"Adaptive evolution of non-coding DNA in Drosophila".
Peter Andolfatto 1
1 Section of Ecology, Behavior and Evolution, Division of Biological Sciences, University of California San Diego, La Jolla, California 92093, USA
1 Correspondence and requests for materials should be
addressed to P.A.
( Email: pandolfatto@ucsd.edu
)
A large fraction of eukaryotic genomes consists of DNA that is not
translated into protein sequence, and little is known about its functional
significance. Here I show that several classes of non-coding DNA in Drosophila
are evolving considerably slower than synonymous sites, and yet show an
excess of between-species divergence relative to polymorphism when compared
with synonymous sites. The former is a hallmark of selective constraint,
but the latter is a signature of adaptive evolution, resembling general
patterns of protein evolution in Drosophila [1, 2].
I estimate that about 40–70% of nucleotides in intergenic regions, untranslated
portions of mature mRNAs (UTRs) and most intronic DNA are evolutionarily
constrained relative to synonymous sites. However, I also use an extension
to the McDonald–Kreitman test [3] to show that a substantial
fraction of the nucleotide divergence in these regions was driven to fixation
by positive selection (about 20% for most intronic and intergenic DNA,
and 60% for UTRs). On the basis of these observations, I suggest
that a large fraction of the non-translated genome is functionally important
and subject to both purifying selection and adaptive evolution. These results
imply that, although positive selection is clearly an important facet of
protein evolution, adaptive changes to non-coding DNA might have
been considerably
more common in the evolution of D. melanogaster.

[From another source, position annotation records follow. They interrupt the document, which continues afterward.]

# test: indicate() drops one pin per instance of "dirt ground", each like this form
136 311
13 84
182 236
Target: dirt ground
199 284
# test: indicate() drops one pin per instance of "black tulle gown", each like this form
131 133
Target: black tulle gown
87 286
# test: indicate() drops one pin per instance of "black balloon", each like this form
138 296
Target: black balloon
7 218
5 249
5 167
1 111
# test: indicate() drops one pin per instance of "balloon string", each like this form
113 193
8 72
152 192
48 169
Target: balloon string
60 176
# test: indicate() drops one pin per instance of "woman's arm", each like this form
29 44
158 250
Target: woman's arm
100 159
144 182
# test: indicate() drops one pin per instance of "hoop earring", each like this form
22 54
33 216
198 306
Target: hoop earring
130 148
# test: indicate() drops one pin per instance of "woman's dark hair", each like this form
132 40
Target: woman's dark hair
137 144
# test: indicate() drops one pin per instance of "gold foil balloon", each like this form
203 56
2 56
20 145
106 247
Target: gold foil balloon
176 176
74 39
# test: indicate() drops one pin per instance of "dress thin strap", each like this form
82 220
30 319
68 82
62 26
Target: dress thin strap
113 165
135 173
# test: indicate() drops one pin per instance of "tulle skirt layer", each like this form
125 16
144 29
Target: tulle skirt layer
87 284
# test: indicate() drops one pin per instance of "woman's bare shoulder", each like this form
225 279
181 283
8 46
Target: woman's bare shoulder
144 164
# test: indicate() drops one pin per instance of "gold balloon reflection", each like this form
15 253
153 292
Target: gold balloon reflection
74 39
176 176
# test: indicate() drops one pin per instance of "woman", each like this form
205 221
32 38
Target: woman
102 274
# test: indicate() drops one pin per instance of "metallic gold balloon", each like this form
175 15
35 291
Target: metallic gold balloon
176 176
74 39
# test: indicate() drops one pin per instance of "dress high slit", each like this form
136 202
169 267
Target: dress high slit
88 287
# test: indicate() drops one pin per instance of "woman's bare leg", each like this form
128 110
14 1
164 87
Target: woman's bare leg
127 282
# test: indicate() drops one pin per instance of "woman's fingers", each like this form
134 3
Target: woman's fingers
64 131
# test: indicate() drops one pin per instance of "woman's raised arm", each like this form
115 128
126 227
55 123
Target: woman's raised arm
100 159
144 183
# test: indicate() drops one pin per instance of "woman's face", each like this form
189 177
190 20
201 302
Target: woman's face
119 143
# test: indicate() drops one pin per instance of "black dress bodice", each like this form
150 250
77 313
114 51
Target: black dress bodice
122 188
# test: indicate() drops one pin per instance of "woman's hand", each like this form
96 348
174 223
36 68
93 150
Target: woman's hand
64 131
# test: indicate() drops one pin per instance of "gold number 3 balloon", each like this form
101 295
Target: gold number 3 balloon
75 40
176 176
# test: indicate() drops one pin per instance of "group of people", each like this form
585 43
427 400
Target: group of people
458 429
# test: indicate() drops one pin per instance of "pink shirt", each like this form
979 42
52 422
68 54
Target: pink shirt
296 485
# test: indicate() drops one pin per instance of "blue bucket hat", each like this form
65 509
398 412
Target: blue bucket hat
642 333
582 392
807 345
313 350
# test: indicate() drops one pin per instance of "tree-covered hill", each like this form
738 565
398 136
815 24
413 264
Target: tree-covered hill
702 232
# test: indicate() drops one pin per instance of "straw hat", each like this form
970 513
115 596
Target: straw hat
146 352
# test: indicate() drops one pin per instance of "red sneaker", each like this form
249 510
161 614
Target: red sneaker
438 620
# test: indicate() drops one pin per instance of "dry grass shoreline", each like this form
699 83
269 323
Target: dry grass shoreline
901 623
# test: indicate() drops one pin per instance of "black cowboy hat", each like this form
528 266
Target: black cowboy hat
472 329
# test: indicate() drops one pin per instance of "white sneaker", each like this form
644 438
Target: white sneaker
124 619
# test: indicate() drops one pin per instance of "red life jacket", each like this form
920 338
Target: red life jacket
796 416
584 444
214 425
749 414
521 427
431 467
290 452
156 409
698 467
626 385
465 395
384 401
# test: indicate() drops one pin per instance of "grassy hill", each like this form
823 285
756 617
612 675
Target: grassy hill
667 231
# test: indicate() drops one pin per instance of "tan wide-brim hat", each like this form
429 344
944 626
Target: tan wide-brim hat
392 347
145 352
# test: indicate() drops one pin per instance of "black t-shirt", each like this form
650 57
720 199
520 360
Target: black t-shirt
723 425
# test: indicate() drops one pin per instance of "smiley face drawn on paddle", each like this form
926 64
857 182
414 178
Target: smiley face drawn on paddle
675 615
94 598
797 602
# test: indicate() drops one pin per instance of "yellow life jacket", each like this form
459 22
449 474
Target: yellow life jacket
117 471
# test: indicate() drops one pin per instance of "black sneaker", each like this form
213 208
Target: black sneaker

There are some limitations to the comparative genomics approach. First, a given genomic region might be conserved owing simply to a lower mutation rate [12]. Second, known regulatory elements do not seem to be particularly well conserved as a class, at least in Drosophila [10]. This finding suggests that taking an approach based on sequence conservation alone may lead to a biased view of regulatory evolution. Functionality of DNA sequences implies that they can be subject to both negative and positive selection. If a significant fraction of divergence between species observed in non-coding DNA is positively selected rather than selectively neutral or constrained, this could lead to underestimates of the functional importance of non-coding DNA and cause researchers to overlook the contribution of arguably the most interesting class of mutations in genome evolution—those reflecting adaptive differences between populations and species.
These limitations can be overcome by combining comparative genomic analyses with population-level variability data [1, 2, 3, 13]. To assess the mode of selection acting on non-coding DNA, I have analysed new and previously published polymorphism data for 35 coding fragments (average length 667 base pairs (bp)) and 153 non-coding fragments (average length 426 bp) scattered across the X chromosome of D. melanogaster (see Supplementary Materials 1). To estimate levels of between-species divergence, I have compared D. melanogaster with its closely related sibling species, D. simulans.
On the basis of the current Drosophila genome annotation (release
4), I separated the surveyed fragments into several categories that are
likely to differ in the intensity and mode of selection acting on them
(see Table 1). It is apparent that most non-coding DNA
evolves considerably slower than synonymous sites (that is, sites in protein-coding
sequences at which mutations do not result in amino acid substitutions;
Table
1). This is the case for introns and UTRs (see also refs 14,
15–16),
as well as intergenic DNA, much of which is far from the closest known
gene (see Supplementary Materials 1).
I estimate levels of constraint in Drosophila non-coding DNA to
be 40% for introns, 50% for intergenic regions (IGRs), and 60% for
UTRs (Table 2). These are all considerably higher
than previous estimates from a variety of species comparisons [11,
15,
16, 17, 18. The non-coding DNA surveyed is also generally less polymorphic
than synonymous sites in D. melanogaster (Table 1;
p
< 10-10, Wilcoxon two-sample test for UTRs and introns +
IGRs versus synonymous sites). Thus, both polymorphism and divergence in
non-coding DNA are significantly reduced relative to synonymous sites in
D. melanogaster.
Table 1: Polymorphism and divergence in coding and non-coding
DNA of D. melanogaster.
Table 1. Polymorphism and divergence in coding and non-coding DNA of D. melanogaster.
Table 2 - Functionally relevant nucleotides in non-coding DNA.
Reduced levels of polymorphism and divergence in non-coding DNA resemble
general patterns of protein evolution [19] and suggest
that non-coding DNA is either functionally constrained or is subject to
a lower mutation rate than synonymous sites. One way to distinguish between
these two models is to consider the distribution of polymorphism frequencies.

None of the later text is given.